Der Begriff Kleingarten wird durch den § 1 des Bundeskleingartengesetzes bestimmt. Hier definiert sich auch der Begriff der kleingärtnerischen Nutzung.
Der Kleingarten, auch Schrebergarten, Parzelle oder Familiengarten (bes. in der Schweiz), bezeichnet eine Anlage von Gartengrundstücken; die von Vereinen (Kleingärtnervereinen, Kleingartenvereinen) verwaltet und günstig an Mitglieder verpachtet werden. Sie sollen der Erholung in der Natur dienen und Stadtbewohnern den Anbau von Obst und Gemüse ermöglichen. Heute findet man in diesen Gärten aber auch Zierpflanzen und Rasenflächen. In der Regel befindet sich eine Laube auf jedem Grundstück einer Gartenanlage. Geregelt wird das Kleingartenleben durch die jeweilige Kleingartenordnung / Satzung eines jeden Vereins.
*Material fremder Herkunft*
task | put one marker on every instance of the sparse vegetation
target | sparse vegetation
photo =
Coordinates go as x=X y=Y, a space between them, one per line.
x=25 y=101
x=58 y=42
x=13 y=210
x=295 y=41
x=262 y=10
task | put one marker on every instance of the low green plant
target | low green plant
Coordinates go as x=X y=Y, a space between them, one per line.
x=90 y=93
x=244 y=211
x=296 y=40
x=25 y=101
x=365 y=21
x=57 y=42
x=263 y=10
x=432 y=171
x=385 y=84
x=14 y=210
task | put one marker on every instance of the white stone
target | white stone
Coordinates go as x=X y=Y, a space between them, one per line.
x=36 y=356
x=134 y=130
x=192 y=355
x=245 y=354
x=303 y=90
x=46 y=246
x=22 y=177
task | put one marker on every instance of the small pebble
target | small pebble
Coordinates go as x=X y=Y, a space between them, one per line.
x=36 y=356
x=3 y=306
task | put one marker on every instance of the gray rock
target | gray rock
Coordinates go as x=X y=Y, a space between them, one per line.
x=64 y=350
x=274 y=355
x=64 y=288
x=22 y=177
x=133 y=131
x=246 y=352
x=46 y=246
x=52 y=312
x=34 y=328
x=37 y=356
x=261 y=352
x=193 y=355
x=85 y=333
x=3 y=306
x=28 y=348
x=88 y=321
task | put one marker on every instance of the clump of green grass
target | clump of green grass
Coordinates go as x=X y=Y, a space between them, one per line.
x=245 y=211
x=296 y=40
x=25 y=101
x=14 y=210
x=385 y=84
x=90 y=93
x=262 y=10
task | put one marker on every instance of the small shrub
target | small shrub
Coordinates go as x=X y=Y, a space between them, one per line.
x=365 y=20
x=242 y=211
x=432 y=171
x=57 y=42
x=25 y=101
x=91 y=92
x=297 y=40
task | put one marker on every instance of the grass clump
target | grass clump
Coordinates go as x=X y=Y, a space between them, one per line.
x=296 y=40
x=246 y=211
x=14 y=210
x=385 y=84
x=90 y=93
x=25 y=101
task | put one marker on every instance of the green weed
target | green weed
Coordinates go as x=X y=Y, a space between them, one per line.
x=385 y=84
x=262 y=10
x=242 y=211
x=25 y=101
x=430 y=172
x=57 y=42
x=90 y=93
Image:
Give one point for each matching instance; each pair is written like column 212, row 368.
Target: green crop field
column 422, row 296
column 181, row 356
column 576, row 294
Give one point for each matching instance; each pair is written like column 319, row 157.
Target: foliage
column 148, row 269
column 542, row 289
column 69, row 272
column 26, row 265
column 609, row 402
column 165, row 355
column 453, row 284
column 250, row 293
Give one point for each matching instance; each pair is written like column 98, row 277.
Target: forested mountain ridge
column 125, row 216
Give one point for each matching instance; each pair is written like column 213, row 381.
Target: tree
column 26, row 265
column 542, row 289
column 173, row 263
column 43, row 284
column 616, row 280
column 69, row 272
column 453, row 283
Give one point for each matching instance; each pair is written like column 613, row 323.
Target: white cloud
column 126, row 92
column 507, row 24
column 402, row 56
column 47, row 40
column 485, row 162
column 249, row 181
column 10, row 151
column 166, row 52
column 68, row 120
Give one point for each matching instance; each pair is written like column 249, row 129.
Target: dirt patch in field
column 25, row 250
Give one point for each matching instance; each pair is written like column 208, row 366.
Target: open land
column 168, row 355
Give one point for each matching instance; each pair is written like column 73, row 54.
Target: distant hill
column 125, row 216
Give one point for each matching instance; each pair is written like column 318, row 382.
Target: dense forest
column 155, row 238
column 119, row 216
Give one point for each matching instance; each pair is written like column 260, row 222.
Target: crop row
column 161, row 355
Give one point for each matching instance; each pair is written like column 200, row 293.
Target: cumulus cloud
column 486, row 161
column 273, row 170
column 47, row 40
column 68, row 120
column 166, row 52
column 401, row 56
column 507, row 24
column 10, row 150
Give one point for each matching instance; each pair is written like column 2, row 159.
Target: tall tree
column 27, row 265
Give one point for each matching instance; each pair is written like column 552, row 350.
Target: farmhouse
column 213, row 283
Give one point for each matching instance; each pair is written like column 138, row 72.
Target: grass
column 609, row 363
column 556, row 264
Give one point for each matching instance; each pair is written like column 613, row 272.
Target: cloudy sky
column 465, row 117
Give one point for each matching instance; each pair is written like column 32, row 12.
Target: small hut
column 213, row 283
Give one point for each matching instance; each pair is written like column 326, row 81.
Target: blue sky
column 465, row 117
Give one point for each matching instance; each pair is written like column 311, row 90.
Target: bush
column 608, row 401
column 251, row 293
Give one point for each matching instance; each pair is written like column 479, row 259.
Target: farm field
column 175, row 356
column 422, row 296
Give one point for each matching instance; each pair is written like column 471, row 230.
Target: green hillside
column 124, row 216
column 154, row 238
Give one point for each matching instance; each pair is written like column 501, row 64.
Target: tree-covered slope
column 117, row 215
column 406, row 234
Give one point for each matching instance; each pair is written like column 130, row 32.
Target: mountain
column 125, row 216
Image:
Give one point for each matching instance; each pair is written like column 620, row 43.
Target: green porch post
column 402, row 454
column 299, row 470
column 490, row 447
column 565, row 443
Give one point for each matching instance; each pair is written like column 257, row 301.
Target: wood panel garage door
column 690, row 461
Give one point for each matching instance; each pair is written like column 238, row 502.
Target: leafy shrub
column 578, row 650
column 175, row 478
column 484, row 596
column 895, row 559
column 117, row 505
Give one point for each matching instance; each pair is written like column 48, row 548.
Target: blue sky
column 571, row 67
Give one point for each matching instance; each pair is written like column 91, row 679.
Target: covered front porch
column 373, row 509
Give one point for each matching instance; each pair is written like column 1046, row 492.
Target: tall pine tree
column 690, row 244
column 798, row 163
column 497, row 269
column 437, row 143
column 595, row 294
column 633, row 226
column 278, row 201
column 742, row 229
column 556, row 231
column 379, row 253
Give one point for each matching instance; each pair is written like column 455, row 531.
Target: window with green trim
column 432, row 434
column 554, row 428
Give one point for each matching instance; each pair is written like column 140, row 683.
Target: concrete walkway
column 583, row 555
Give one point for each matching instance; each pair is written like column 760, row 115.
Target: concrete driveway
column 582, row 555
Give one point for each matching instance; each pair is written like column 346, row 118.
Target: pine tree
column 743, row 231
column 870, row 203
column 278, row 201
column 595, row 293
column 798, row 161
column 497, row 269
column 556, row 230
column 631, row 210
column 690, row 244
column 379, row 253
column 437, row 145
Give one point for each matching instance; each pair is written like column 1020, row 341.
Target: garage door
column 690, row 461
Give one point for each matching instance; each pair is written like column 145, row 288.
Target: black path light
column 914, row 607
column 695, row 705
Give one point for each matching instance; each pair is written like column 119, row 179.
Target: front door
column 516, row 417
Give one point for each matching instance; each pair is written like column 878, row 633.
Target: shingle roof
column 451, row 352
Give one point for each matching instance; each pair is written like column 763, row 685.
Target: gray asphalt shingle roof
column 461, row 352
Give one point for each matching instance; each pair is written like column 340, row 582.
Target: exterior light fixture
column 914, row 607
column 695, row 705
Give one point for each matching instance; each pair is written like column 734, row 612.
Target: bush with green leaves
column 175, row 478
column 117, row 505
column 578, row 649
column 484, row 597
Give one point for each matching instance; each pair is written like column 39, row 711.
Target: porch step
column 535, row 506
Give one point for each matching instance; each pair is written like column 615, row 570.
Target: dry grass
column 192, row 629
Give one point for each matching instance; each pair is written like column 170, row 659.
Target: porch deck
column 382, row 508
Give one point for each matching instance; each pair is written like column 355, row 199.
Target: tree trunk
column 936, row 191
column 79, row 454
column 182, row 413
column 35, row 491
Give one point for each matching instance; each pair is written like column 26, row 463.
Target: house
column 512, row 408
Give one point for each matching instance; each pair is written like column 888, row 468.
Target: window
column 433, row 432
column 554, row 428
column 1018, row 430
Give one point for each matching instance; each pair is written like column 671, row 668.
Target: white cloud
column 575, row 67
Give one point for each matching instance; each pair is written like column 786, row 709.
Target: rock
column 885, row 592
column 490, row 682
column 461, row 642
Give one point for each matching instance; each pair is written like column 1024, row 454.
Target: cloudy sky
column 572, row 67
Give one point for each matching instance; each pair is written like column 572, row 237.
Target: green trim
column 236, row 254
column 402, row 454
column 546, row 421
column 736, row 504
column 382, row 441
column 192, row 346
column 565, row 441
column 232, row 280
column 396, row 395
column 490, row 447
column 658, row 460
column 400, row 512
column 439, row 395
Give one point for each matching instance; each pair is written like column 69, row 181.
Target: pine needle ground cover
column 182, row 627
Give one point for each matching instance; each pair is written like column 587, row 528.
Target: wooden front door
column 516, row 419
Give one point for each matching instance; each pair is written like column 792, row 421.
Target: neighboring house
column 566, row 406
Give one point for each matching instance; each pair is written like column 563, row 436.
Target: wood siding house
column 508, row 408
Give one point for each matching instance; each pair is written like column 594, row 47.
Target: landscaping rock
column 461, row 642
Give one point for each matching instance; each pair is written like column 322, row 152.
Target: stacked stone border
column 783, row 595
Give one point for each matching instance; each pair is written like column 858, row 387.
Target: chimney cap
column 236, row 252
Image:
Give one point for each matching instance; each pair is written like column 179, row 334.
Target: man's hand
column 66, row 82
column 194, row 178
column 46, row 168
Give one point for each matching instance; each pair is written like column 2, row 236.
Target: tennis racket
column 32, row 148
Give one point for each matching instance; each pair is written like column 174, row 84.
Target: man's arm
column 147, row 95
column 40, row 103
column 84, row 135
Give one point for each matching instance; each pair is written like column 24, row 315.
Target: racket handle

Kleingärten als Erholungsräume
In Deutschland gibt es mehr als eine Million Kleingärten. Zusammengenommen entspricht dies einer Fläche von mehr als 46.000 Hektar.
Kleingärten sind in Anlagen zusammengefasste, bis 400 Quadratmeter große Parzellen (in Ausnahmefällen auch größer). Sie dienen der privaten Nutzung zum Anbau von Obst, Gemüse und Zierpflanzen sowie der Erholung. Kleingärten stehen für jeden zum Spaziergang offen.
Kleingärten bieten Nistmöglichkeiten für Vögel und sind Lebensräume für Kleintiere wie Igel oder Frösche, für Insekten und Pflanzen.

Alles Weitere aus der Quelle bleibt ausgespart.